Incumbent Joyce Rankin, a Republican from Carbondale, has won her bid for reelection over challenger Mayling Simpson, a Democrat from Steamboat Springs, in the 3rd Congressional District race for the Colorado State Board of Education.

Rankin had captured 54.6% of the vote, while Simpson earned 45.3% in the latest tallies reported to the Colorado Secretary of State Wednesday morning.

Rankin had the edge in her home county of Garfield, 52.6% (14,755 votes) to 47.4% (13,280) for Simpson.

Simpson offered a concession statement Tuesday night.

“It was an honor and a privilege to run for the state board of education for CD3,” she said. “It was a team effort, and we did really well.”

At the Routt County Democrats virtual watch party, Simpson expressed gratitude for everyone who supported her.

“To say it was heartwarming is an understatement,” Simpson said. “It made my heart swell to see how supportive people were. I’m delighted with how well I did.”

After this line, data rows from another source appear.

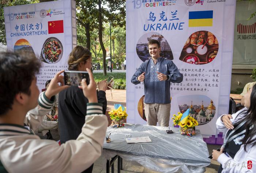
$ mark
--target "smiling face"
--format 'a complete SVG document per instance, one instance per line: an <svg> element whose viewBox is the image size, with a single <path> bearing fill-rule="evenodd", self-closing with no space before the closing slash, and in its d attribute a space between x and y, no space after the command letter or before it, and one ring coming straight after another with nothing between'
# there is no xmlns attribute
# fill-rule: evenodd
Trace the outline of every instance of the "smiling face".
<svg viewBox="0 0 256 173"><path fill-rule="evenodd" d="M158 47L157 44L152 44L148 45L149 54L152 58L156 59L160 57L160 52L161 49Z"/></svg>

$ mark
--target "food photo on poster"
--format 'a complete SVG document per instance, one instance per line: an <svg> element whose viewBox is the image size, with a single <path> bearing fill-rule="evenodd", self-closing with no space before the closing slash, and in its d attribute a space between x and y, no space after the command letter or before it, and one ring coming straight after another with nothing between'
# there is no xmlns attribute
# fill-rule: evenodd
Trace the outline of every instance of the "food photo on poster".
<svg viewBox="0 0 256 173"><path fill-rule="evenodd" d="M60 61L63 51L62 44L59 39L50 37L46 39L43 45L40 59L46 63L57 63Z"/></svg>
<svg viewBox="0 0 256 173"><path fill-rule="evenodd" d="M180 60L191 64L206 64L217 56L219 42L215 36L207 31L192 34L185 43Z"/></svg>

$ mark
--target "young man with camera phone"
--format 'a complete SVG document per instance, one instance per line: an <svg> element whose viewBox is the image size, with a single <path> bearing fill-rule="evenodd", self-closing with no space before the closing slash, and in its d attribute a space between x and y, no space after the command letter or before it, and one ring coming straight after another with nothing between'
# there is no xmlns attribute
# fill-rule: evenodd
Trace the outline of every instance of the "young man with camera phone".
<svg viewBox="0 0 256 173"><path fill-rule="evenodd" d="M79 86L89 102L82 132L59 146L40 139L33 130L49 112L54 96L69 86L63 85L62 71L38 99L35 74L40 66L34 55L0 53L0 172L81 172L101 155L108 126L92 73L87 70L90 84L83 80Z"/></svg>

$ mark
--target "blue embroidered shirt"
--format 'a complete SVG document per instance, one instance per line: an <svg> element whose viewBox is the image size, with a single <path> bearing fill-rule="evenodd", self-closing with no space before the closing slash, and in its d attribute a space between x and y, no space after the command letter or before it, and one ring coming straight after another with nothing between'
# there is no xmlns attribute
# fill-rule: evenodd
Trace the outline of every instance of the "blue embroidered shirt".
<svg viewBox="0 0 256 173"><path fill-rule="evenodd" d="M165 81L159 81L157 78L158 72L169 76ZM140 82L137 78L145 72L144 93L145 103L165 104L171 103L170 85L171 82L180 83L183 79L182 74L179 72L177 67L171 60L162 57L157 59L155 64L152 58L141 64L132 77L132 82L135 85Z"/></svg>

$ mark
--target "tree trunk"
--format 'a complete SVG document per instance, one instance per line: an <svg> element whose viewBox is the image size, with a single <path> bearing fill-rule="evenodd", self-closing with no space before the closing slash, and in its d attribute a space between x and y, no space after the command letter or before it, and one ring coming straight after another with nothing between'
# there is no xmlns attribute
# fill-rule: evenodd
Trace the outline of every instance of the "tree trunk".
<svg viewBox="0 0 256 173"><path fill-rule="evenodd" d="M103 61L102 61L103 66L103 75L106 76L107 74L107 70L106 67L106 51L103 44L102 41L102 15L101 11L101 1L99 0L98 2L99 5L99 44L101 45L101 49L103 53Z"/></svg>
<svg viewBox="0 0 256 173"><path fill-rule="evenodd" d="M113 47L113 57L115 56L115 39L113 39L112 40L112 45Z"/></svg>
<svg viewBox="0 0 256 173"><path fill-rule="evenodd" d="M86 23L84 27L85 28L86 35L86 47L90 50L91 49L91 35L90 34L90 24L89 23Z"/></svg>

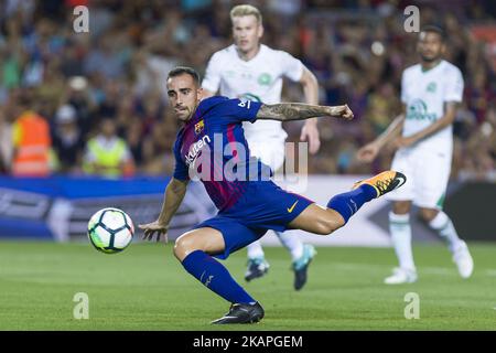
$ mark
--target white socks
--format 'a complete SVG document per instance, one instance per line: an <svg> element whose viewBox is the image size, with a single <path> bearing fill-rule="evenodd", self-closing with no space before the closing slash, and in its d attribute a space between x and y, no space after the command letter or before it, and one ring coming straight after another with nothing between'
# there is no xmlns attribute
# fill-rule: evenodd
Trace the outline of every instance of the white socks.
<svg viewBox="0 0 496 353"><path fill-rule="evenodd" d="M274 232L282 245L291 253L291 258L294 260L303 256L303 243L296 235L289 233ZM248 258L263 257L263 249L260 240L248 245Z"/></svg>
<svg viewBox="0 0 496 353"><path fill-rule="evenodd" d="M461 240L456 234L453 222L451 222L450 217L444 212L440 211L438 215L429 222L429 226L446 240L450 252L454 253L454 250L456 250Z"/></svg>
<svg viewBox="0 0 496 353"><path fill-rule="evenodd" d="M260 258L263 257L263 249L261 247L260 240L254 242L247 246L248 249L248 258Z"/></svg>
<svg viewBox="0 0 496 353"><path fill-rule="evenodd" d="M416 270L411 252L410 215L389 212L389 232L401 268Z"/></svg>
<svg viewBox="0 0 496 353"><path fill-rule="evenodd" d="M295 234L273 232L278 236L279 240L291 253L293 261L303 256L303 243Z"/></svg>

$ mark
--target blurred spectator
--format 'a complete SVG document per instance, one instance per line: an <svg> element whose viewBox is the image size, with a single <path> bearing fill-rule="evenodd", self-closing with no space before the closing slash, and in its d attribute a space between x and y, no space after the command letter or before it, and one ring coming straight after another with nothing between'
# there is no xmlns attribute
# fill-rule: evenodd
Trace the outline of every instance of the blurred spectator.
<svg viewBox="0 0 496 353"><path fill-rule="evenodd" d="M21 97L13 125L14 176L47 176L52 171L50 126L31 106L28 97Z"/></svg>
<svg viewBox="0 0 496 353"><path fill-rule="evenodd" d="M9 164L10 122L19 115L10 107L18 92L29 90L33 98L29 108L53 127L61 172L82 168L77 153L69 151L88 145L101 117L114 117L136 170L170 173L176 124L168 116L165 78L180 64L204 71L212 53L228 45L229 10L238 2L85 0L89 33L74 33L72 7L78 1L0 1L1 168ZM418 60L417 33L403 29L405 1L250 2L267 13L265 42L301 58L315 73L320 103L347 103L355 111L352 122L321 119L323 145L309 159L309 172L369 173L387 165L387 153L371 165L356 164L352 153L399 113L401 72ZM454 176L487 174L496 168L490 130L495 129L496 22L490 3L424 0L419 4L421 24L444 25L446 58L465 79L464 104L454 124ZM298 86L284 86L285 100L302 99ZM287 128L289 140L298 141L298 125Z"/></svg>
<svg viewBox="0 0 496 353"><path fill-rule="evenodd" d="M0 173L9 171L12 153L12 125L7 120L4 109L0 106Z"/></svg>
<svg viewBox="0 0 496 353"><path fill-rule="evenodd" d="M84 156L84 171L108 178L129 176L134 172L128 143L117 136L114 119L105 117L99 133L89 139Z"/></svg>

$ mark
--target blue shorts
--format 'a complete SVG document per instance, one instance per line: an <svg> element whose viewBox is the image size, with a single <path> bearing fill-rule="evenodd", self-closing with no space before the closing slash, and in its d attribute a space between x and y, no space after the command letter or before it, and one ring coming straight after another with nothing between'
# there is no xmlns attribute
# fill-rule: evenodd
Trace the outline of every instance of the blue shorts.
<svg viewBox="0 0 496 353"><path fill-rule="evenodd" d="M223 234L225 249L215 257L226 259L230 253L258 240L269 229L288 229L289 223L314 203L282 190L272 181L249 183L247 191L230 208L194 227L211 227Z"/></svg>

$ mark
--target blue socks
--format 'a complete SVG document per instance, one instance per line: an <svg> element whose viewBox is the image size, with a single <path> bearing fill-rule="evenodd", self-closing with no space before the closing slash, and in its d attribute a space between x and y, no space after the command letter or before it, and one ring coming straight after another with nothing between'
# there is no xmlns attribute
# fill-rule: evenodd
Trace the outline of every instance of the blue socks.
<svg viewBox="0 0 496 353"><path fill-rule="evenodd" d="M377 191L374 186L363 184L359 188L335 195L327 203L328 208L333 208L343 216L345 223L353 216L366 202L377 197Z"/></svg>
<svg viewBox="0 0 496 353"><path fill-rule="evenodd" d="M239 286L229 271L215 258L202 250L195 250L183 259L183 266L209 290L224 299L237 303L255 303L256 300Z"/></svg>

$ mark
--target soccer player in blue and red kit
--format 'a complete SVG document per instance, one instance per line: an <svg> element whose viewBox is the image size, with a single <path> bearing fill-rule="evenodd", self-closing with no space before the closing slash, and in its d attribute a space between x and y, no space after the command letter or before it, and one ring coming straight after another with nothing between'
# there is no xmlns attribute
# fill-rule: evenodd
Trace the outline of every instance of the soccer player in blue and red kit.
<svg viewBox="0 0 496 353"><path fill-rule="evenodd" d="M157 234L157 240L166 242L169 224L188 181L198 178L203 182L218 214L181 235L175 240L174 255L186 271L231 303L229 312L212 323L252 323L263 318L260 303L214 257L227 258L268 229L328 235L344 226L364 203L406 181L401 173L386 171L355 183L352 191L335 195L325 207L316 205L270 180L270 169L249 157L241 124L328 116L349 120L353 113L348 106L265 105L222 96L202 100L200 75L183 66L169 73L166 86L174 114L183 122L174 143L176 164L159 218L140 228L145 239Z"/></svg>

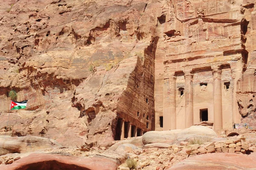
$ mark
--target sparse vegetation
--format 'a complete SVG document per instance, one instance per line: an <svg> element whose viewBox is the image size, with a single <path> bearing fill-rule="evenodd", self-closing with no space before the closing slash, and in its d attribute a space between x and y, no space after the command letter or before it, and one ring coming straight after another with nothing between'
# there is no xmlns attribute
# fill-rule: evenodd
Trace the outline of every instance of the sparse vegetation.
<svg viewBox="0 0 256 170"><path fill-rule="evenodd" d="M136 54L138 57L139 57L140 58L143 62L144 62L144 54L141 51L135 52L135 54Z"/></svg>
<svg viewBox="0 0 256 170"><path fill-rule="evenodd" d="M15 90L12 90L9 92L9 97L11 98L12 100L16 100L17 96L17 93Z"/></svg>
<svg viewBox="0 0 256 170"><path fill-rule="evenodd" d="M20 71L19 71L19 69L18 68L15 69L15 73L20 73Z"/></svg>
<svg viewBox="0 0 256 170"><path fill-rule="evenodd" d="M112 63L108 63L106 65L106 70L108 71L113 68L113 64Z"/></svg>
<svg viewBox="0 0 256 170"><path fill-rule="evenodd" d="M191 144L203 144L207 142L211 142L211 140L210 138L195 137L189 139L188 142Z"/></svg>
<svg viewBox="0 0 256 170"><path fill-rule="evenodd" d="M89 71L91 71L91 72L93 71L94 68L94 67L93 67L93 65L92 64L91 64L89 66Z"/></svg>
<svg viewBox="0 0 256 170"><path fill-rule="evenodd" d="M125 163L130 170L135 169L137 166L137 162L132 159L127 159Z"/></svg>
<svg viewBox="0 0 256 170"><path fill-rule="evenodd" d="M11 7L10 8L9 8L7 9L6 9L6 12L7 12L8 13L9 13L10 12L10 11L11 11L11 9L12 9L12 6L13 6L14 5L14 4L11 4Z"/></svg>

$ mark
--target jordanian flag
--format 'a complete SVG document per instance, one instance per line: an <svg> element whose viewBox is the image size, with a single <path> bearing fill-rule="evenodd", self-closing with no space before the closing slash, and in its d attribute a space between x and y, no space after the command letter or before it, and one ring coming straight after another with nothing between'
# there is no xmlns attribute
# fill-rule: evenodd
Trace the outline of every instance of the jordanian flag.
<svg viewBox="0 0 256 170"><path fill-rule="evenodd" d="M27 100L24 100L20 102L11 101L10 110L19 110L25 108L27 102Z"/></svg>

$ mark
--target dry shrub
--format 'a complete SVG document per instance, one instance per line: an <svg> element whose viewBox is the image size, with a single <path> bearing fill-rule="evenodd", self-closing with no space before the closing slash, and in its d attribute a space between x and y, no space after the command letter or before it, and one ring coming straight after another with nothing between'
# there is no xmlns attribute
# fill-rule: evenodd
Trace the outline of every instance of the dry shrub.
<svg viewBox="0 0 256 170"><path fill-rule="evenodd" d="M107 71L108 71L111 70L111 69L112 68L113 68L113 64L111 64L111 63L108 64L107 65L106 65L105 67L106 67L106 70L107 70Z"/></svg>
<svg viewBox="0 0 256 170"><path fill-rule="evenodd" d="M132 159L128 159L125 162L130 170L136 168L137 166L137 162Z"/></svg>
<svg viewBox="0 0 256 170"><path fill-rule="evenodd" d="M188 142L190 144L203 144L205 142L211 142L212 139L207 137L195 137L189 139Z"/></svg>

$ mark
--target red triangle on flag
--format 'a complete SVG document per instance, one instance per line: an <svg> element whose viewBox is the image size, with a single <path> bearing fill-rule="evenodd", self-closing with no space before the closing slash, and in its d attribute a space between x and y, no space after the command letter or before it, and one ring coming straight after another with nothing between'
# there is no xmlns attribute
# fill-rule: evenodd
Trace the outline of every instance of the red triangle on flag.
<svg viewBox="0 0 256 170"><path fill-rule="evenodd" d="M14 108L15 106L17 106L17 104L12 101L11 101L11 106L10 106L10 110L12 110L12 108Z"/></svg>

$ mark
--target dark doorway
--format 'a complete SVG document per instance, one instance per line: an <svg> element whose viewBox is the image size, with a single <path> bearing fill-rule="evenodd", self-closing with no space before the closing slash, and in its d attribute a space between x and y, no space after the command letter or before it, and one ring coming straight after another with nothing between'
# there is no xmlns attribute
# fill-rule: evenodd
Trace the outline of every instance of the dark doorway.
<svg viewBox="0 0 256 170"><path fill-rule="evenodd" d="M208 121L208 109L200 110L200 122Z"/></svg>
<svg viewBox="0 0 256 170"><path fill-rule="evenodd" d="M159 121L160 122L160 128L163 128L163 116L160 116L159 117Z"/></svg>
<svg viewBox="0 0 256 170"><path fill-rule="evenodd" d="M119 119L117 121L117 123L116 124L116 135L115 135L115 140L120 140L121 138L121 133L122 133L122 119Z"/></svg>

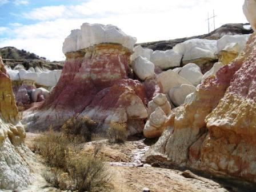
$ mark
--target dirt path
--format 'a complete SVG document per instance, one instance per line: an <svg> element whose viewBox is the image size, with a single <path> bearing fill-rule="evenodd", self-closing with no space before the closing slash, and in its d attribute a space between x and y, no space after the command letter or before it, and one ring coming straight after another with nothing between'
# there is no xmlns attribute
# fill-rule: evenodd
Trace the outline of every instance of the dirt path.
<svg viewBox="0 0 256 192"><path fill-rule="evenodd" d="M27 133L26 144L32 147L33 139L38 135ZM150 192L227 191L210 180L207 182L207 180L206 182L186 178L182 175L182 172L178 170L143 165L141 162L141 158L149 147L144 144L142 140L128 141L123 145L110 144L107 140L101 140L97 142L103 143L103 148L101 154L109 164L113 175L113 188L110 191L138 192L142 191L144 187L149 188ZM93 149L92 142L83 143L81 146L83 153L91 153ZM52 187L47 187L47 183L40 175L45 166L40 160L39 156L35 155L35 157L38 160L31 162L31 166L35 181L27 189L22 191L56 191Z"/></svg>

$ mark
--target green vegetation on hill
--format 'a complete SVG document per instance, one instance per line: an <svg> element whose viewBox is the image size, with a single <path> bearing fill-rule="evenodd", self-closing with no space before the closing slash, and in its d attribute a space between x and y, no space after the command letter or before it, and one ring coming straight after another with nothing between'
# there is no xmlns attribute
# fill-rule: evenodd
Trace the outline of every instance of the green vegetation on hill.
<svg viewBox="0 0 256 192"><path fill-rule="evenodd" d="M5 59L23 60L23 59L44 59L45 57L40 57L34 53L31 53L23 49L19 50L14 47L0 48L0 55Z"/></svg>

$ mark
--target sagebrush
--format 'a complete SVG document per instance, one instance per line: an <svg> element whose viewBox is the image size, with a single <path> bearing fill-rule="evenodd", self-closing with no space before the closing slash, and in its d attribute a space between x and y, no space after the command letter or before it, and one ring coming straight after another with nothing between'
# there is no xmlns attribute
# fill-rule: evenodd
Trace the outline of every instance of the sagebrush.
<svg viewBox="0 0 256 192"><path fill-rule="evenodd" d="M81 142L90 141L91 140L92 131L97 125L97 123L89 117L77 114L65 122L61 131L67 137Z"/></svg>

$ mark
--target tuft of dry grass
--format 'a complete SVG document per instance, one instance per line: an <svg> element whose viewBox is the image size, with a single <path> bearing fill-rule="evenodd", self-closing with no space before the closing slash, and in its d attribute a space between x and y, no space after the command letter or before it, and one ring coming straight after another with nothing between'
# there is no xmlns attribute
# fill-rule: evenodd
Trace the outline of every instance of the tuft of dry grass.
<svg viewBox="0 0 256 192"><path fill-rule="evenodd" d="M82 142L90 141L91 140L91 132L97 125L97 123L89 117L76 114L65 122L61 131L66 136Z"/></svg>
<svg viewBox="0 0 256 192"><path fill-rule="evenodd" d="M50 183L53 187L59 188L61 180L62 171L56 168L53 168L50 170L43 170L42 177L48 183Z"/></svg>
<svg viewBox="0 0 256 192"><path fill-rule="evenodd" d="M66 153L73 143L63 134L54 132L51 127L35 138L34 149L51 167L66 169Z"/></svg>
<svg viewBox="0 0 256 192"><path fill-rule="evenodd" d="M111 177L106 165L99 155L103 143L93 142L93 155L82 155L75 135L67 135L63 132L49 130L34 140L35 151L52 168L42 176L53 186L61 188L62 175L67 174L70 187L77 191L106 191Z"/></svg>
<svg viewBox="0 0 256 192"><path fill-rule="evenodd" d="M68 170L72 186L79 192L105 191L111 179L108 168L97 153L85 158L70 152Z"/></svg>
<svg viewBox="0 0 256 192"><path fill-rule="evenodd" d="M109 141L112 143L123 143L127 139L126 123L111 123L107 130Z"/></svg>

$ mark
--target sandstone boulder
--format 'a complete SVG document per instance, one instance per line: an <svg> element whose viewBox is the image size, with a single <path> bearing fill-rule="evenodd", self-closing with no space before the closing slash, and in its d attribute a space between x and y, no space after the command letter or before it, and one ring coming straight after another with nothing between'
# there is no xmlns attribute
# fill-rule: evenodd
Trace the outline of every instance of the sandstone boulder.
<svg viewBox="0 0 256 192"><path fill-rule="evenodd" d="M249 35L225 35L217 41L219 62L228 64L245 48Z"/></svg>
<svg viewBox="0 0 256 192"><path fill-rule="evenodd" d="M155 66L150 61L139 55L131 64L136 75L142 81L155 75Z"/></svg>
<svg viewBox="0 0 256 192"><path fill-rule="evenodd" d="M33 89L31 95L33 102L35 103L44 101L49 96L49 91L43 87Z"/></svg>
<svg viewBox="0 0 256 192"><path fill-rule="evenodd" d="M195 86L200 83L203 77L200 67L194 63L186 65L178 74Z"/></svg>
<svg viewBox="0 0 256 192"><path fill-rule="evenodd" d="M127 35L114 25L85 23L81 29L71 31L64 41L62 50L66 54L104 43L120 44L132 50L136 41L135 38Z"/></svg>
<svg viewBox="0 0 256 192"><path fill-rule="evenodd" d="M195 86L182 84L179 87L171 89L169 91L169 97L173 103L178 107L184 103L188 95L195 91Z"/></svg>
<svg viewBox="0 0 256 192"><path fill-rule="evenodd" d="M144 136L146 138L159 137L163 133L167 117L161 107L157 107L150 116L143 130Z"/></svg>
<svg viewBox="0 0 256 192"><path fill-rule="evenodd" d="M215 59L217 41L193 39L179 43L173 50L182 54L183 61L189 61L201 58Z"/></svg>
<svg viewBox="0 0 256 192"><path fill-rule="evenodd" d="M149 102L147 107L149 117L157 107L161 107L166 115L168 115L171 110L171 106L166 96L162 93L158 93L153 97L153 100Z"/></svg>
<svg viewBox="0 0 256 192"><path fill-rule="evenodd" d="M213 67L210 70L210 71L206 72L203 75L202 78L201 83L203 83L205 79L206 79L209 77L214 76L216 73L219 70L219 69L222 67L223 65L222 63L218 62L214 63Z"/></svg>
<svg viewBox="0 0 256 192"><path fill-rule="evenodd" d="M150 49L143 48L141 46L138 45L133 49L133 54L131 55L131 61L135 60L139 55L146 58L148 61L150 61L153 50Z"/></svg>
<svg viewBox="0 0 256 192"><path fill-rule="evenodd" d="M157 67L162 69L178 67L181 65L182 54L173 50L154 51L151 57L151 61Z"/></svg>
<svg viewBox="0 0 256 192"><path fill-rule="evenodd" d="M177 73L170 69L157 76L157 81L162 93L168 93L170 90L182 84L192 85L185 78L179 76Z"/></svg>

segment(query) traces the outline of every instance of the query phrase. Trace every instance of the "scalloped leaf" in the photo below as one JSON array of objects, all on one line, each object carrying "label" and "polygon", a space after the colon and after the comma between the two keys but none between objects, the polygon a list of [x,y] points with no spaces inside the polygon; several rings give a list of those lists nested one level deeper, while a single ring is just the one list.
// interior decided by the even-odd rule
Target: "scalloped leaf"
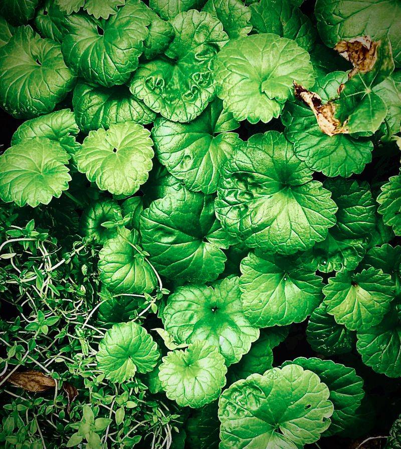
[{"label": "scalloped leaf", "polygon": [[238,277],[223,279],[214,288],[178,287],[169,296],[163,318],[177,341],[205,341],[220,348],[228,366],[239,361],[259,336],[243,311]]},{"label": "scalloped leaf", "polygon": [[236,120],[267,123],[281,114],[294,81],[313,85],[313,72],[308,53],[292,40],[273,33],[240,38],[218,55],[217,95]]},{"label": "scalloped leaf", "polygon": [[390,308],[394,285],[391,276],[370,267],[360,273],[345,271],[331,277],[323,289],[327,313],[349,330],[378,324]]},{"label": "scalloped leaf", "polygon": [[233,383],[219,401],[220,449],[298,449],[330,424],[330,391],[298,365],[273,368]]},{"label": "scalloped leaf", "polygon": [[112,382],[122,383],[137,371],[145,373],[156,366],[157,345],[144,327],[134,321],[114,324],[99,344],[98,368]]},{"label": "scalloped leaf", "polygon": [[227,368],[216,346],[205,342],[163,357],[159,378],[167,397],[181,407],[198,408],[217,399],[226,384]]},{"label": "scalloped leaf", "polygon": [[74,156],[77,167],[101,190],[132,195],[146,181],[152,168],[150,135],[134,122],[112,125],[107,131],[91,131]]},{"label": "scalloped leaf", "polygon": [[216,214],[250,247],[292,254],[324,240],[335,223],[331,193],[277,131],[252,136],[224,165]]},{"label": "scalloped leaf", "polygon": [[75,84],[60,45],[41,39],[31,27],[16,29],[0,49],[0,105],[16,118],[50,112]]},{"label": "scalloped leaf", "polygon": [[14,145],[0,156],[0,197],[20,207],[48,204],[68,189],[69,159],[59,143],[44,137]]},{"label": "scalloped leaf", "polygon": [[303,255],[256,252],[241,261],[240,287],[244,311],[259,327],[303,321],[321,302],[322,279]]}]

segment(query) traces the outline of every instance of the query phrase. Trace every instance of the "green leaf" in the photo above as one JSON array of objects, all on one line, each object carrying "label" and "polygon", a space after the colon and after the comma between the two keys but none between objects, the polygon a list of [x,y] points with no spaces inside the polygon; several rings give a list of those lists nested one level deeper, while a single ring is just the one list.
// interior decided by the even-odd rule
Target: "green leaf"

Rankin said Tuesday night that she would wait until the results were further along to comment, and that she was more focused on her husband’s much closer race in state Senate District 8.

Rankin’s husband, Bob Rankin, is running for reelection for the Colorado State Senate in District 8 and currently has a slight lead over his Democrat opponent Karl Hanlon.

Joyce Rankin also commended Simpson for her hard work and for a civil campaign.

The 3rd Congressional District is located in the western and southern region of the state, and includes Alamosa, Archuleta, Conejos, Costilla, Custer, Delta, Dolores, Garfield, Gunnison, Hinsdale, Huerfano, Jackson, La Plata, Lake, Mesa, Mineral, Moffat, Montezuma, Montrose, Ouray, Pitkin, Pueblo, Rio Blanco, Rio Grande, Routt, Saguache, San Juan, and San Miguel counties. It also includes a portion of Eagle County.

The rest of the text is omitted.